Stuart: If you give yourself limitations, that opens up creativity rather than just having whatever you want to cook. It also requires an intelligent approach to make things as delicious as possible within that brief.
Is the offer similar?
Merlin: Portland has quite a tight 3/3/3 menu as well as snacks and we also do a tasting menu in the evening. The kitchen is tiny and the dishes we cook are intricate and very à la minute, so we wouldn’t be able to produce them at the same quality with a larger menu. Also, we get so many regulars we have to change the menu all the time to keep it fresh. At Clipstone the menu is larger and won’t change as much.
What about the design?
Merlin: Clipstone has a look that fits with Portland’s but is a bit fresher. It’s a corner site so there’s lots of windows and light coming in. It’s not much bigger, it has 50 to 52 covers if you add on the outside tables [Portland has 45 covers], but we are hoping to increase the volume by turning tables a bit more.
What’s on Clipstone’s menu?
Merlin: It features a list of dishes such as you might find at St John Bread & Wine. There are cold cuts and crudo, either paté or rillettes that we make ourselves or charcuterie, made here or bought in, and a cold fish dish with pickles and fermented vegetables. After that, the menu features five or six dishes of an average à la carte starter size but to share, and then a section from our pizza oven. There will be four main course-size dishes, but still designed to be shared, and just two desserts. One dessert, Paris-Brest, is inspired by our favourite bistro in Paris, Chez Michel.
Pizza. That’s a departure...
Merlin: We essentially bought a pizzeria and stripped it out. We have a perfectly good pizza oven in the kitchen so we thought we’d see what we could do with it. Using our bread dough at Portland, we will be making three different pizzas. We don’t want to be labelled as a pizza restaurant but it is something we are taking very seriously.
Do you have experience of cooking pizzas?
Stuart: I worked at De Superette in Ghent, which is affiliated with [Michelin-starred] restaurant In De Wulf. It’s a restaurant-cum-bakery with a large wood-burning oven that, in the morning, is used to cook bread and, in the evening, is used for pizzas, so I got a lot of inspiration from there.
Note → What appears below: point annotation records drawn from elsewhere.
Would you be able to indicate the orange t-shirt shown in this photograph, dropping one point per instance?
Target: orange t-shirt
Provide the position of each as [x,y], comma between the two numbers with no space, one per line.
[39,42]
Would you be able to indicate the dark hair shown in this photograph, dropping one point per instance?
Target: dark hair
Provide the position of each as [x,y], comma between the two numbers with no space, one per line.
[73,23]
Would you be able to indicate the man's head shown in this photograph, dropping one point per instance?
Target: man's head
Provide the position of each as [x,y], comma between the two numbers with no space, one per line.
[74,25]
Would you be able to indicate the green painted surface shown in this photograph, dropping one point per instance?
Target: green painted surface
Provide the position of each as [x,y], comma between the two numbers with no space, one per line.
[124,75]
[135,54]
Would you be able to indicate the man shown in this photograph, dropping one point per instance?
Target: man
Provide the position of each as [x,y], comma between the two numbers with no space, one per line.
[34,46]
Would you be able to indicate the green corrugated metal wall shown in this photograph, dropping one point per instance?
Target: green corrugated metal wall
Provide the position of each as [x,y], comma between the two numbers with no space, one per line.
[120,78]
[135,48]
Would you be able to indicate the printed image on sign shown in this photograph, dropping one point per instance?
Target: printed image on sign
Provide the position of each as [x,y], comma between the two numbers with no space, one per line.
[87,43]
We’ve had success with making our own bread at Portland so we thought we would transfer those skills over. Pizza is a nice vehicle for exploring different flavours.
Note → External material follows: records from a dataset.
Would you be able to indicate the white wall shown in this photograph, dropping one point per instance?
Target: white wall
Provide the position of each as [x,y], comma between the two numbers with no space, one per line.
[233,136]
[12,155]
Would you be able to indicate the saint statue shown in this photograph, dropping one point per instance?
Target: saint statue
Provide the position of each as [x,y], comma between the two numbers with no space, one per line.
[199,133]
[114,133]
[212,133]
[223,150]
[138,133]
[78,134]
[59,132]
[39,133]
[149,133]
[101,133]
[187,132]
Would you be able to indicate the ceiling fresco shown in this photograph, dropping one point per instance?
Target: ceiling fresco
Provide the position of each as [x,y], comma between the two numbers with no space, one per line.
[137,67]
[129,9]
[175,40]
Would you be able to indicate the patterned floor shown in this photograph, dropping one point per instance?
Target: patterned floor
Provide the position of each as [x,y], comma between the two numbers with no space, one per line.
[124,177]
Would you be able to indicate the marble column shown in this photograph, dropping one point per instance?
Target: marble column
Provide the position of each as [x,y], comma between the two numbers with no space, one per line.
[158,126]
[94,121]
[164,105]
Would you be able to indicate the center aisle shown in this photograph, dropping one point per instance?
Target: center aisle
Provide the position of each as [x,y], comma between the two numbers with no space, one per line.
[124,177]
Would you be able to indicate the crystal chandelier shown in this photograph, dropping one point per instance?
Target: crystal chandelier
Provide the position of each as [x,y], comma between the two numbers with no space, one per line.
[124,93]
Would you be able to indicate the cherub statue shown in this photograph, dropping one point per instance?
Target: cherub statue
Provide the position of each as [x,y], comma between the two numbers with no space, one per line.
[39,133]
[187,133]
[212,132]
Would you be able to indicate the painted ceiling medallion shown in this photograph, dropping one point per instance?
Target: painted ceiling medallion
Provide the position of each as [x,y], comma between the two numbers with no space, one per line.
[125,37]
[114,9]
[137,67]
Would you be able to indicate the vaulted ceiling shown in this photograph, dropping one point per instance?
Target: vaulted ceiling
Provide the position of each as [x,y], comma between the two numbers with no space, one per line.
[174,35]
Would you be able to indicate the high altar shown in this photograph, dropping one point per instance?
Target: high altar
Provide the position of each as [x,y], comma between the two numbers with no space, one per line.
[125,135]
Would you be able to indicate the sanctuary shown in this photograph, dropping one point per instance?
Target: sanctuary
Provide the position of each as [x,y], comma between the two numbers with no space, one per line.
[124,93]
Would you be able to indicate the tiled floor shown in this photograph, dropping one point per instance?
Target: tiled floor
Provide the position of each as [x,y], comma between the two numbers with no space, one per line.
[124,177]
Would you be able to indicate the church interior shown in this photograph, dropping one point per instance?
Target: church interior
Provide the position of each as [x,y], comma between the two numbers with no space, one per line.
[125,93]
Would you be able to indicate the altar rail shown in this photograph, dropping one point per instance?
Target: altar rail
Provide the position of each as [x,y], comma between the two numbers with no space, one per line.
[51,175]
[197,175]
Merlin: I spent time in New York cooking in classic neighbourhood pizza restaurants Pasquale Jones and Charlie Bird. Most places in New York do a variation of a clam pizza and I’ve not seen that in London, so we’re doing that. We’ll also have one with potato, lardo and rosemary and another with courgettes, Irish goats’ cheese and honey. They’ll change seasonally.
Both restaurants will be very close. Will that be advantageous?
Merlin: As executive chef of both restaurants, I’ll meet the teams once a week on a Monday and liaise between the two. We might buy half a cow and use some of it for Clipstone and the rest for Portland. Because the two restaurants are close and the chefs know each other really well, it’s going to be fun.